Am heutigen 9. Mai wäre Sophie Scholl 100 Jahre alt geworden. Sie starb im Alter von 21 Jahren – am 22. Februar 1943 von den Nationalsozialisten hingerichtet, nach einem kurzen Schauprozess vor dem „Volksgerichtshof“ unter Roland Freisler.

Sophie Scholl ist zur Ikone geworden. Jedes Kind kennt ihr Bild – die kurzen dunklen Haare, den ernsten Gesichtsausdruck. Manchmal eingerahmt von ihrem Bruder Hans und dem gemeinsamen Freund Christoph Probst. Wenn man eine Umfrage machte, was den Leuten zu Sophie Scholl einfällt, man erhielte wohl ein Bild, das sich aus wenigen, immer wieder genannten Begriffen zusammensetzt:

Weiße Rose – Geschwister – Widerstand gegen die Nazis – Flugblätter – ermordet

Fragte man dann nach einer Bewertung, würde man wohl ausnahmslos Zustimmung, Hochachtung und Verehrung hören: Die Weiße Rose, die Geschwister Scholl, das waren mutige, freiheitsliebende junge Menschen, die gegen ein menschenverachtendes, verbrecherisches Regime kämpften und ihren Einsatz mit dem Leben bezahlten.

Die bekannteste Person des Widerstands
Sophie Scholl ragt dabei ganz klar heraus. Sie ist heute die wohl bekannteste Person aus dem Widerstand gegen die Nationalsozialisten. Nicht einmal Claus Schenk Graf von Stauffenberg dürfte es mit ihrer Bekanntheit aufnehmen können, von Georg Elser oder den Männern und Frauen des Kreisauer Kreises ganz zu schweigen. Das ist bemerkenswert und sagt wohl mehr über unsere Erinnerungskultur aus als dass es eine Rangordnung des Widerstands spiegelte.

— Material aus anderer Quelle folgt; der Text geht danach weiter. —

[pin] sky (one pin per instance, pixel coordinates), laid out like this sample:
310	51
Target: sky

Zahlreich sind die Versuche, sich der jungen Frau auf unterschiedlichen medialen Wegen zu nähern: Fünf Spielfilme, drei Theaterstücke und zwei Opern inszenieren den Widerstand der Studentengruppe. Dabei fällt schon anhand der Titel auf, wie sich in den letzten Jahren der Blick zunehmend auf Sophie Scholl konzentriert hat: Gab es ab den späten 1960er Jahren Bühnen- und Filmdarstellungen der Weißen Rose, lauten erst mit Beginn des 21. Jahrtausends die Titel „Die kleine Schwester – Die weiße Rose“ (2002), „Sophie Scholl – Die letzten Tage“ (2005) und „Sophie Scholl – Die Seele des Widerstands“ (2013).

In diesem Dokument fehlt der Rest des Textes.